The one key takeaway from NIST 800 34r1 for me is that how the recovery step is placed. To recover a system, we first need to identify the sequence of restoration, After identifying the sequence, we need to know the step and what are we going to do next. The sequence of the restoration should be based on the Business Impact Analysis and the step of restoration is as follow,
Obtaining authorization to access damaged facilities and/or geographic area
Notifying internal and external business partners associated with the system
Obtaining necessary office supplies and work space
Obtaining and installing necessary hardware components
Obtaining and loading backup media
Restoring critical operating system and application software
Restoring system data to a known state
Testing system functionality including security controls
Connecting system to network or other external systems
Operating alternate equipment successfully
Hi, peiran Liu
You listed the recovery sequence, which helped me better understand the operation of the emergency plan.But I think sometimes when you get access to a damaged facility, there’s a possibility that the data could be stolen.The offline server should be offline in a timely manner and the backup and recovery work of the standby server should be started.
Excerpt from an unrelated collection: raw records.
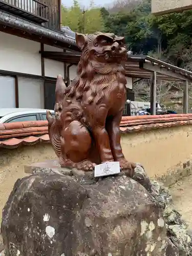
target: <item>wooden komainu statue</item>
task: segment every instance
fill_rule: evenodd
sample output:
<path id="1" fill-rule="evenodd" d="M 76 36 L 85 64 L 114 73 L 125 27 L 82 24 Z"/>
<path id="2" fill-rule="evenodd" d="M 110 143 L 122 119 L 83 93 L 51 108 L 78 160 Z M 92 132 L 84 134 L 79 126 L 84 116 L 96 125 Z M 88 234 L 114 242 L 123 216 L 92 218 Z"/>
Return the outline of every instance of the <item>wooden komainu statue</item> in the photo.
<path id="1" fill-rule="evenodd" d="M 47 115 L 54 151 L 62 167 L 92 170 L 115 161 L 132 176 L 135 165 L 124 157 L 119 130 L 126 99 L 124 37 L 77 33 L 76 40 L 82 51 L 77 76 L 67 88 L 57 77 L 55 118 Z"/>

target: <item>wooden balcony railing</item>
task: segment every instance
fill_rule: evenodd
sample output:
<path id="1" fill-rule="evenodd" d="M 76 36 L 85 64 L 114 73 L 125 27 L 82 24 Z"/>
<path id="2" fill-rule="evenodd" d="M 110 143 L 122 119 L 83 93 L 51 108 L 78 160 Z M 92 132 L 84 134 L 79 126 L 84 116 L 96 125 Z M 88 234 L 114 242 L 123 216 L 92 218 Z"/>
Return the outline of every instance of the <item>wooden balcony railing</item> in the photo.
<path id="1" fill-rule="evenodd" d="M 0 9 L 37 23 L 49 20 L 48 0 L 0 0 Z"/>

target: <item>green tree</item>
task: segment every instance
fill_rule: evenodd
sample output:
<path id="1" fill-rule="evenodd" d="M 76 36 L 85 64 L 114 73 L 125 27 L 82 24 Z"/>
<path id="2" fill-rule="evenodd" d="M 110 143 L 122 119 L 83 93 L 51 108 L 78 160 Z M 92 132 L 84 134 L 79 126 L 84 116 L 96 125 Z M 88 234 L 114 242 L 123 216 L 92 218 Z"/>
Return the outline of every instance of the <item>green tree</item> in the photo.
<path id="1" fill-rule="evenodd" d="M 100 8 L 94 7 L 93 2 L 87 10 L 81 10 L 77 0 L 67 9 L 62 7 L 62 24 L 75 32 L 91 33 L 104 29 L 104 20 Z"/>

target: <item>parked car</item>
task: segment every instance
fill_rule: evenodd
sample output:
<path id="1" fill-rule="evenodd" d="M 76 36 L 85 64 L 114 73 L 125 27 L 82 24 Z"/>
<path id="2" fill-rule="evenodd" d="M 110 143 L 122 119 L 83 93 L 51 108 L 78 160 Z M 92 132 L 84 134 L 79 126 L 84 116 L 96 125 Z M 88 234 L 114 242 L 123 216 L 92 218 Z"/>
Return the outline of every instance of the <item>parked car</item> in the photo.
<path id="1" fill-rule="evenodd" d="M 46 120 L 47 110 L 39 109 L 0 109 L 0 123 Z M 54 110 L 50 110 L 52 115 Z"/>

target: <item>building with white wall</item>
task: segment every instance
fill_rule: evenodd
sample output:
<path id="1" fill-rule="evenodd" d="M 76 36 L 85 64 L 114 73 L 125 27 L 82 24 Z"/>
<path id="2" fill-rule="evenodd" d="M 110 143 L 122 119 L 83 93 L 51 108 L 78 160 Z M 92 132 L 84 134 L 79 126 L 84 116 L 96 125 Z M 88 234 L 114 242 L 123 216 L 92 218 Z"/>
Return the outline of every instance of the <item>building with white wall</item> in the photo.
<path id="1" fill-rule="evenodd" d="M 68 31 L 0 10 L 0 108 L 53 108 L 57 76 L 74 79 L 77 66 L 70 67 L 68 77 L 70 63 L 44 58 L 41 52 L 78 51 L 74 35 Z"/>

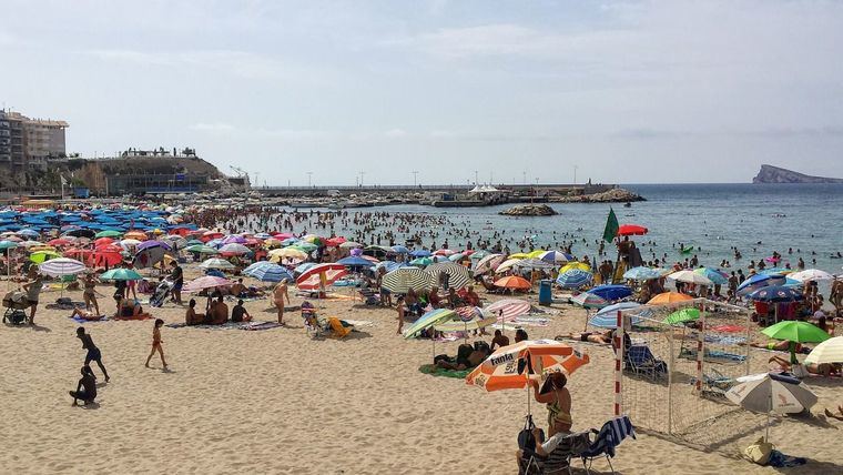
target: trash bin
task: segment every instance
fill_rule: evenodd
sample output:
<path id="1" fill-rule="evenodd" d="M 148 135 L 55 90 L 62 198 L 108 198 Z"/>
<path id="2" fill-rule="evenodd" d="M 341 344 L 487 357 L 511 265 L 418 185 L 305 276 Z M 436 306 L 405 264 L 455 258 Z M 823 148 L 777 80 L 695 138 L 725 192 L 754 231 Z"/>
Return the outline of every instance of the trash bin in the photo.
<path id="1" fill-rule="evenodd" d="M 539 281 L 539 305 L 550 305 L 553 303 L 552 290 L 553 281 Z"/>

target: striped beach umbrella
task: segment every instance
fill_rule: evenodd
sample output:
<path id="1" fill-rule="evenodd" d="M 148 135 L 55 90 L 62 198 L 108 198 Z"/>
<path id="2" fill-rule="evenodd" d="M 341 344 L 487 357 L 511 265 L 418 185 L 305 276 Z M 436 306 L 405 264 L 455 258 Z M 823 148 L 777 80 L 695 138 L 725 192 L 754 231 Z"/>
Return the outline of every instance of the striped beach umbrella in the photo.
<path id="1" fill-rule="evenodd" d="M 51 277 L 63 277 L 64 275 L 75 275 L 85 271 L 85 264 L 70 257 L 51 259 L 38 266 L 42 274 Z"/>
<path id="2" fill-rule="evenodd" d="M 387 272 L 380 281 L 380 286 L 396 294 L 428 290 L 433 286 L 430 274 L 418 267 L 398 267 Z"/>
<path id="3" fill-rule="evenodd" d="M 556 283 L 562 289 L 580 289 L 583 285 L 588 285 L 595 276 L 590 272 L 581 271 L 579 269 L 571 269 L 563 272 L 556 277 Z"/>
<path id="4" fill-rule="evenodd" d="M 454 289 L 463 289 L 471 283 L 471 276 L 468 275 L 468 270 L 453 262 L 430 264 L 425 269 L 425 272 L 434 277 L 434 282 L 439 282 L 440 275 L 447 274 L 448 286 Z"/>
<path id="5" fill-rule="evenodd" d="M 466 383 L 486 391 L 522 390 L 546 372 L 570 375 L 588 364 L 587 354 L 555 340 L 526 340 L 498 348 L 466 376 Z"/>

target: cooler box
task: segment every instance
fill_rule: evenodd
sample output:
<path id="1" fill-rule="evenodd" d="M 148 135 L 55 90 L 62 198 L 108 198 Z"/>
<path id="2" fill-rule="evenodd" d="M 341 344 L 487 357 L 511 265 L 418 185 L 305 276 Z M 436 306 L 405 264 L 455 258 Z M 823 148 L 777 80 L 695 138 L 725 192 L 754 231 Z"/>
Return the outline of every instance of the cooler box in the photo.
<path id="1" fill-rule="evenodd" d="M 552 281 L 539 281 L 539 305 L 550 305 L 553 303 Z"/>

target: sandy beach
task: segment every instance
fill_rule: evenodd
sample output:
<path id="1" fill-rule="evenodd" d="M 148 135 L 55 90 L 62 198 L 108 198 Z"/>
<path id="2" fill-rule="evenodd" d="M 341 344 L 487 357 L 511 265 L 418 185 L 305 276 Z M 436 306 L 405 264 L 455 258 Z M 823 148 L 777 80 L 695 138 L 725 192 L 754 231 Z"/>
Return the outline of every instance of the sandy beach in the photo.
<path id="1" fill-rule="evenodd" d="M 110 294 L 108 286 L 98 290 Z M 58 296 L 44 292 L 42 302 Z M 100 302 L 112 305 L 106 297 Z M 294 296 L 292 306 L 301 302 Z M 153 321 L 87 323 L 111 376 L 104 384 L 93 365 L 100 395 L 92 407 L 71 406 L 67 394 L 84 358 L 74 334 L 79 324 L 68 311 L 41 310 L 34 329 L 4 326 L 0 417 L 9 431 L 0 466 L 17 474 L 516 472 L 525 392 L 486 393 L 461 380 L 420 373 L 431 343 L 396 335 L 394 310 L 346 300 L 315 303 L 322 315 L 372 324 L 342 341 L 311 340 L 293 311 L 284 329 L 164 327 L 172 368 L 165 373 L 158 357 L 153 368 L 143 365 Z M 246 307 L 256 320 L 275 317 L 267 300 Z M 528 329 L 531 338 L 581 329 L 582 310 L 550 310 L 548 326 Z M 152 313 L 174 323 L 183 321 L 184 310 L 170 303 Z M 438 343 L 436 353 L 454 354 L 459 343 Z M 613 355 L 607 347 L 578 346 L 591 363 L 569 382 L 573 427 L 599 427 L 612 415 Z M 820 396 L 815 415 L 843 404 L 837 382 L 806 380 Z M 546 410 L 535 402 L 531 407 L 546 424 Z M 834 473 L 843 465 L 833 443 L 841 425 L 822 415 L 783 417 L 775 420 L 771 438 L 785 454 L 810 458 L 799 473 Z M 737 434 L 707 453 L 639 434 L 623 442 L 612 463 L 624 474 L 774 473 L 739 458 L 740 447 L 761 435 L 762 429 Z M 605 461 L 593 468 L 608 472 Z"/>

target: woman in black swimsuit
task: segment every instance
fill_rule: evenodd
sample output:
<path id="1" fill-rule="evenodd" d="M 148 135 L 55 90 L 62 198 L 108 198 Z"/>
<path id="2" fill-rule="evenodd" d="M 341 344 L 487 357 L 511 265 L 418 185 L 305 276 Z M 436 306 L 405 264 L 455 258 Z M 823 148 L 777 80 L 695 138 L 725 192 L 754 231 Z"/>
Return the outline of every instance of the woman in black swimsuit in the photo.
<path id="1" fill-rule="evenodd" d="M 85 355 L 85 366 L 90 367 L 91 362 L 95 361 L 97 365 L 100 366 L 103 376 L 105 376 L 105 382 L 108 383 L 109 372 L 105 371 L 105 366 L 102 364 L 102 353 L 100 353 L 100 348 L 93 344 L 91 335 L 87 334 L 85 329 L 80 326 L 77 329 L 77 337 L 82 341 L 82 348 L 88 350 L 88 354 Z"/>

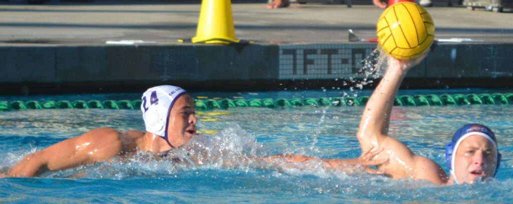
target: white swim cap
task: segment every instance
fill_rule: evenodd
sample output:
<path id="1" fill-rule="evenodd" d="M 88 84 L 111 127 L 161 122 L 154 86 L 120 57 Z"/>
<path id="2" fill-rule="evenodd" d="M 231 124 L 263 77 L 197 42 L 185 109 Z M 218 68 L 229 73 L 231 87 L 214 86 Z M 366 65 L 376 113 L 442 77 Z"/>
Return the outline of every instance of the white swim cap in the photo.
<path id="1" fill-rule="evenodd" d="M 167 138 L 169 113 L 178 98 L 187 93 L 181 88 L 169 85 L 150 88 L 145 92 L 141 98 L 141 110 L 146 131 L 162 137 L 169 144 Z"/>

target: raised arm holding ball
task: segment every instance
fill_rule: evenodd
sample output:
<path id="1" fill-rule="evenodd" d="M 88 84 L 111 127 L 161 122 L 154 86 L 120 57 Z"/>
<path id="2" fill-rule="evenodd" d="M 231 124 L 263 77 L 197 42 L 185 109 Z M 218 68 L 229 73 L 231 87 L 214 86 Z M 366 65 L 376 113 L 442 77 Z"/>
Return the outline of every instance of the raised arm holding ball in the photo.
<path id="1" fill-rule="evenodd" d="M 394 179 L 425 179 L 447 185 L 472 183 L 480 178 L 484 180 L 494 176 L 500 154 L 494 134 L 483 125 L 464 126 L 446 147 L 450 177 L 434 161 L 416 154 L 388 135 L 390 114 L 399 86 L 408 71 L 427 55 L 435 34 L 432 20 L 422 7 L 410 3 L 392 7 L 396 8 L 389 8 L 380 17 L 378 34 L 381 46 L 393 58 L 362 116 L 357 134 L 362 149 L 384 149 L 377 157 L 389 161 L 377 167 Z"/>

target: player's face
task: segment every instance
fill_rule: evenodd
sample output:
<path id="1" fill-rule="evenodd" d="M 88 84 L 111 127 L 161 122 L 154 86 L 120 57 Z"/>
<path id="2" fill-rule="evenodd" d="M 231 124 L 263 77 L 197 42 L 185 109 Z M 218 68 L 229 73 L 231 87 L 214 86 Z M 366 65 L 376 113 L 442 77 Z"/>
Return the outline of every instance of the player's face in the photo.
<path id="1" fill-rule="evenodd" d="M 494 176 L 497 158 L 490 140 L 473 135 L 463 139 L 455 155 L 454 172 L 459 182 L 472 183 L 477 178 Z"/>
<path id="2" fill-rule="evenodd" d="M 196 108 L 189 94 L 184 94 L 174 103 L 169 114 L 167 134 L 169 142 L 179 147 L 196 134 Z"/>

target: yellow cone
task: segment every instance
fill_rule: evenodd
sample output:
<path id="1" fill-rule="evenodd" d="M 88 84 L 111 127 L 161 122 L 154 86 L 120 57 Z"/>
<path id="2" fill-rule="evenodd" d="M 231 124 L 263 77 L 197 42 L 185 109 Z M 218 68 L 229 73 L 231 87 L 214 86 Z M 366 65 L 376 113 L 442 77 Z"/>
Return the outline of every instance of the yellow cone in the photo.
<path id="1" fill-rule="evenodd" d="M 239 43 L 231 15 L 230 0 L 203 0 L 196 36 L 192 43 Z"/>

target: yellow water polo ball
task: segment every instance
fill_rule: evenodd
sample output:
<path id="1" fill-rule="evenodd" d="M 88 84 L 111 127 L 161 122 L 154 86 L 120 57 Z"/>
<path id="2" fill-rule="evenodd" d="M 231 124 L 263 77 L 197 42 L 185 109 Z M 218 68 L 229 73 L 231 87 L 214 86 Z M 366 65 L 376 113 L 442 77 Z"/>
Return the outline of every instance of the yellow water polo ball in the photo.
<path id="1" fill-rule="evenodd" d="M 435 24 L 424 8 L 412 2 L 385 10 L 377 25 L 378 40 L 394 58 L 412 59 L 424 54 L 435 39 Z"/>

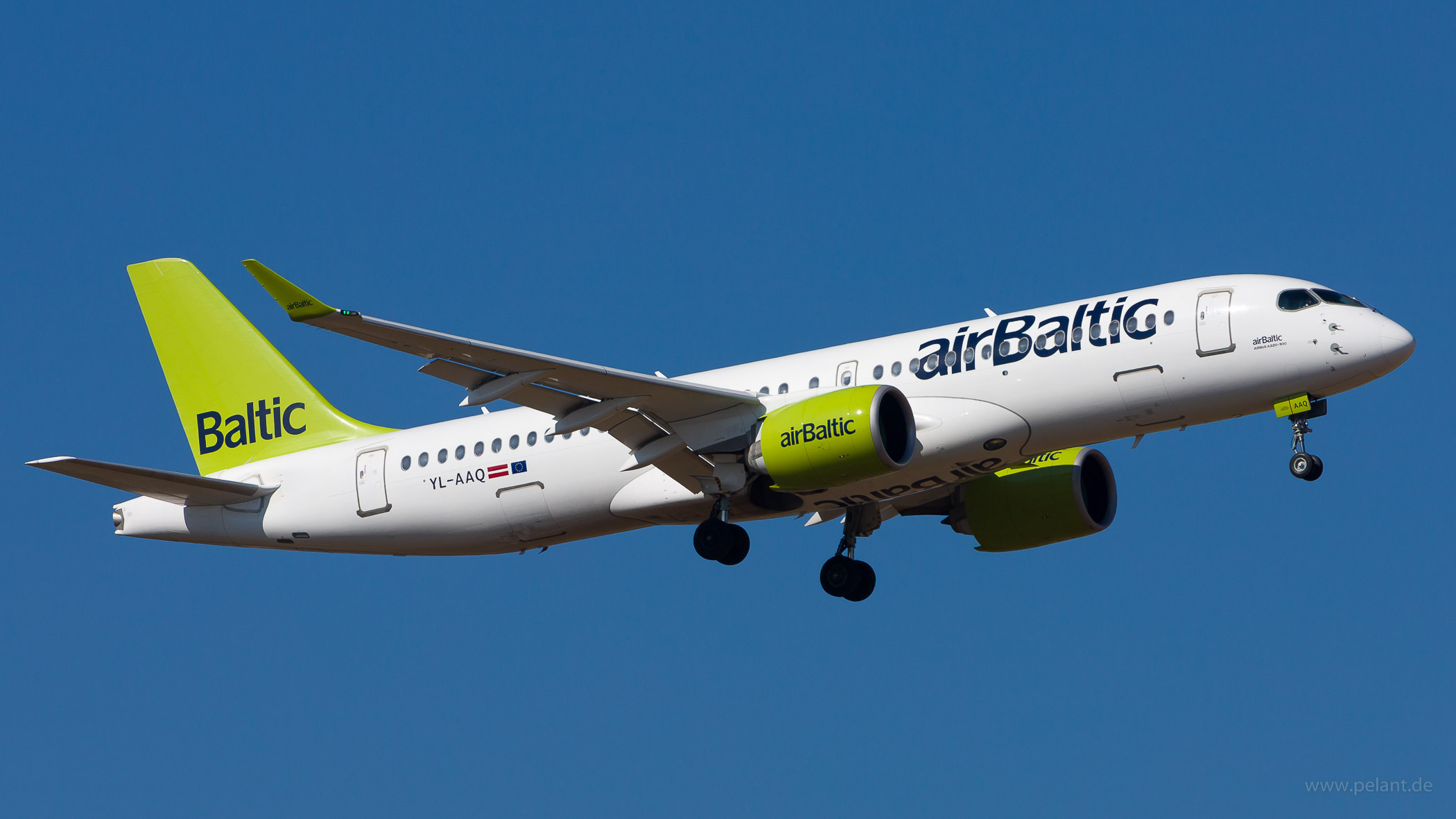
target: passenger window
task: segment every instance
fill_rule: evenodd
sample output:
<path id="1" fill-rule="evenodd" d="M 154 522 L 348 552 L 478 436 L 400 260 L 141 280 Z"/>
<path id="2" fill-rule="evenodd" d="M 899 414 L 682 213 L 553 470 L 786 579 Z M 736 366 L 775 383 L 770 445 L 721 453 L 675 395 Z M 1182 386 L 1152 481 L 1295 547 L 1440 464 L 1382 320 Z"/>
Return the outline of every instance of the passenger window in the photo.
<path id="1" fill-rule="evenodd" d="M 1278 309 L 1281 310 L 1303 310 L 1305 307 L 1313 307 L 1319 303 L 1315 294 L 1309 290 L 1286 290 L 1278 294 Z"/>
<path id="2" fill-rule="evenodd" d="M 1335 293 L 1334 290 L 1325 290 L 1324 287 L 1315 287 L 1315 296 L 1319 296 L 1331 305 L 1344 305 L 1347 307 L 1363 307 L 1364 302 L 1345 296 L 1344 293 Z"/>

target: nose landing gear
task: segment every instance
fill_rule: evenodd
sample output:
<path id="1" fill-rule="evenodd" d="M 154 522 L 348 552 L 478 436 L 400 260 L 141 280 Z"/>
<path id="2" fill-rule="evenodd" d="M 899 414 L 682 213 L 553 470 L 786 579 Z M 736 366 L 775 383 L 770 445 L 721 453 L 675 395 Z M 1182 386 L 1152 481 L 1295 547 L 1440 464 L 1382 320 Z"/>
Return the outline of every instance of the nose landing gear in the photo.
<path id="1" fill-rule="evenodd" d="M 1305 452 L 1305 436 L 1309 434 L 1309 418 L 1318 418 L 1326 411 L 1326 404 L 1321 399 L 1312 402 L 1307 411 L 1296 412 L 1289 417 L 1290 423 L 1294 426 L 1294 443 L 1290 444 L 1294 455 L 1289 459 L 1290 475 L 1303 481 L 1318 481 L 1319 477 L 1325 474 L 1325 463 L 1319 459 L 1319 456 Z"/>
<path id="2" fill-rule="evenodd" d="M 728 523 L 728 495 L 719 495 L 712 517 L 697 525 L 693 549 L 703 560 L 738 565 L 748 557 L 748 532 L 737 523 Z"/>
<path id="3" fill-rule="evenodd" d="M 820 586 L 833 597 L 844 597 L 858 603 L 875 590 L 875 570 L 862 560 L 855 560 L 855 542 L 879 528 L 878 504 L 856 506 L 844 513 L 844 536 L 839 541 L 834 557 L 824 561 L 820 570 Z"/>

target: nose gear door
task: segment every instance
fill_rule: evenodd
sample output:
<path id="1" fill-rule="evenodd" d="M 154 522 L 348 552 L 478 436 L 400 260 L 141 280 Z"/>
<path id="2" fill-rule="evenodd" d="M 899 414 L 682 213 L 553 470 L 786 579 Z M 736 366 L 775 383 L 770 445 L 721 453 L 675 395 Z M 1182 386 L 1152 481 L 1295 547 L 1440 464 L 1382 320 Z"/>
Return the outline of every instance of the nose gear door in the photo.
<path id="1" fill-rule="evenodd" d="M 1229 303 L 1233 293 L 1216 290 L 1198 296 L 1198 354 L 1217 356 L 1233 351 L 1233 331 L 1229 328 Z"/>

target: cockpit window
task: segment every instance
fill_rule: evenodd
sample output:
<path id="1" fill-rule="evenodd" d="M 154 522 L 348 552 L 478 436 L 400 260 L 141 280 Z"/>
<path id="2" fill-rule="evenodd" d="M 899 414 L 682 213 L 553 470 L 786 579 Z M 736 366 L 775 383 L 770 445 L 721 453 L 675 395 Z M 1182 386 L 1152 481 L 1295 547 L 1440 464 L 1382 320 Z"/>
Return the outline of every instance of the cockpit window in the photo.
<path id="1" fill-rule="evenodd" d="M 1278 294 L 1278 309 L 1281 310 L 1303 310 L 1318 303 L 1319 299 L 1315 299 L 1309 290 L 1286 290 Z"/>
<path id="2" fill-rule="evenodd" d="M 1334 290 L 1325 290 L 1324 287 L 1315 287 L 1315 296 L 1319 296 L 1331 305 L 1345 305 L 1347 307 L 1364 307 L 1364 302 L 1345 296 L 1344 293 L 1335 293 Z"/>

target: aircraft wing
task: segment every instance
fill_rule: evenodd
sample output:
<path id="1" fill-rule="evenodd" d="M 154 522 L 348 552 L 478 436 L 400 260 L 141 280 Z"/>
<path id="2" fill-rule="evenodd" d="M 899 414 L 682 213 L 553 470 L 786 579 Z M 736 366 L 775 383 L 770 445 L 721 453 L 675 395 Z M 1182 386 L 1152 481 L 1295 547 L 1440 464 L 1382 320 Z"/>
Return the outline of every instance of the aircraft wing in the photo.
<path id="1" fill-rule="evenodd" d="M 657 465 L 692 491 L 703 455 L 747 446 L 763 405 L 751 392 L 648 376 L 338 310 L 255 259 L 243 267 L 296 322 L 430 358 L 421 372 L 463 386 L 462 405 L 508 398 L 549 412 L 546 431 L 609 431 L 633 450 L 623 469 Z"/>

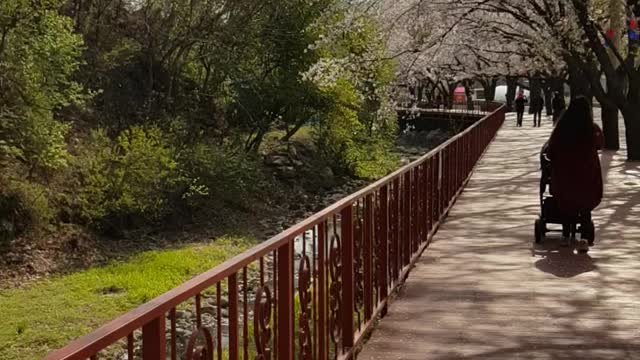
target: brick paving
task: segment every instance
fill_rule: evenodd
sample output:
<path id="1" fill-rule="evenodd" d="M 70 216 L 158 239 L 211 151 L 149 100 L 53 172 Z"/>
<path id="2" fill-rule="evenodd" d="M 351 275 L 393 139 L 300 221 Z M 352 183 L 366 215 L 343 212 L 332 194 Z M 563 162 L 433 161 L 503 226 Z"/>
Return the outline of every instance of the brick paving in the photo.
<path id="1" fill-rule="evenodd" d="M 602 154 L 588 255 L 534 245 L 551 125 L 524 123 L 508 115 L 358 359 L 640 359 L 640 164 Z"/>

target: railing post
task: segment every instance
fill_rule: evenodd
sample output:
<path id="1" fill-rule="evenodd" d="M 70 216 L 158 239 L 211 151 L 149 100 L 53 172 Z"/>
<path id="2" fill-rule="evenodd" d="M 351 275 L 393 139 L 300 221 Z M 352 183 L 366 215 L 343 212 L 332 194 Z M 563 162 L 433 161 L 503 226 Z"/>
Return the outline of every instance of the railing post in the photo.
<path id="1" fill-rule="evenodd" d="M 386 300 L 389 296 L 389 187 L 384 185 L 380 188 L 380 300 Z M 383 316 L 386 310 L 383 311 Z"/>
<path id="2" fill-rule="evenodd" d="M 166 358 L 164 314 L 142 327 L 142 359 L 158 360 Z"/>
<path id="3" fill-rule="evenodd" d="M 353 204 L 340 213 L 342 233 L 342 348 L 346 352 L 353 347 L 353 310 L 355 288 L 353 276 Z"/>
<path id="4" fill-rule="evenodd" d="M 407 171 L 404 174 L 404 186 L 402 187 L 403 193 L 403 206 L 402 206 L 402 267 L 409 265 L 411 262 L 411 171 Z M 404 280 L 404 279 L 402 279 Z"/>
<path id="5" fill-rule="evenodd" d="M 318 225 L 318 360 L 326 360 L 328 354 L 326 353 L 327 345 L 327 310 L 326 310 L 326 255 L 325 249 L 327 238 L 326 222 L 322 221 Z M 244 359 L 243 359 L 244 360 Z"/>
<path id="6" fill-rule="evenodd" d="M 294 341 L 294 306 L 293 306 L 293 246 L 289 239 L 286 244 L 278 248 L 278 298 L 277 319 L 278 327 L 278 360 L 293 360 Z"/>
<path id="7" fill-rule="evenodd" d="M 373 195 L 365 198 L 364 231 L 362 237 L 363 275 L 364 275 L 364 317 L 371 319 L 373 314 Z"/>
<path id="8" fill-rule="evenodd" d="M 246 289 L 245 289 L 246 291 Z M 238 360 L 238 280 L 235 273 L 228 278 L 229 292 L 229 360 Z M 244 319 L 247 321 L 247 319 Z"/>

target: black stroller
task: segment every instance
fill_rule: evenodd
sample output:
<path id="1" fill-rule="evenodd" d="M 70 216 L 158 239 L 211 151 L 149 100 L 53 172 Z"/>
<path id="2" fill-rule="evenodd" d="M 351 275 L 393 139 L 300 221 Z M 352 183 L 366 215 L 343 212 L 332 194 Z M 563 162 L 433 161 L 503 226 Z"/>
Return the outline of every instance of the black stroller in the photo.
<path id="1" fill-rule="evenodd" d="M 551 161 L 547 157 L 546 150 L 547 144 L 542 147 L 540 152 L 542 175 L 540 177 L 540 217 L 535 223 L 536 243 L 541 243 L 549 232 L 561 231 L 563 236 L 570 236 L 572 239 L 575 239 L 576 234 L 579 233 L 581 239 L 587 240 L 589 246 L 593 246 L 595 243 L 595 225 L 591 219 L 591 213 L 578 214 L 571 218 L 562 216 L 554 197 L 546 194 L 551 184 Z M 548 224 L 562 225 L 562 230 L 549 230 L 547 228 Z"/>

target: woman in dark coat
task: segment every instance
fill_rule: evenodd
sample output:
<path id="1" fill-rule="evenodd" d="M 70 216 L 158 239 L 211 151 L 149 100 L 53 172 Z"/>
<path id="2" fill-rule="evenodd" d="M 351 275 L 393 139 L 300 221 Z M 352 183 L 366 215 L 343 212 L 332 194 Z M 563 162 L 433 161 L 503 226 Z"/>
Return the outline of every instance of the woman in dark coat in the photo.
<path id="1" fill-rule="evenodd" d="M 540 127 L 542 121 L 542 110 L 544 109 L 544 99 L 540 94 L 531 98 L 531 110 L 533 112 L 533 127 Z"/>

NIST SP 800 34r1 mainly targets at Client/server systems and Telecommunications systems. According to this plan, the IT security personnel can arrange the appropriate IT security plan for the organization to ensure the continuity of the organization’s business. The company’s Contingency Plan depends on the elements of the company. Maximum Tolerable Downtime (MTD), the Recovery Time Objective (RTO) and Recovery Point Objective (RPO) and so on. A good plan also needs to be implemented by experienced people, and IT security personnel should always be familiar with the implementation priorities of the plan.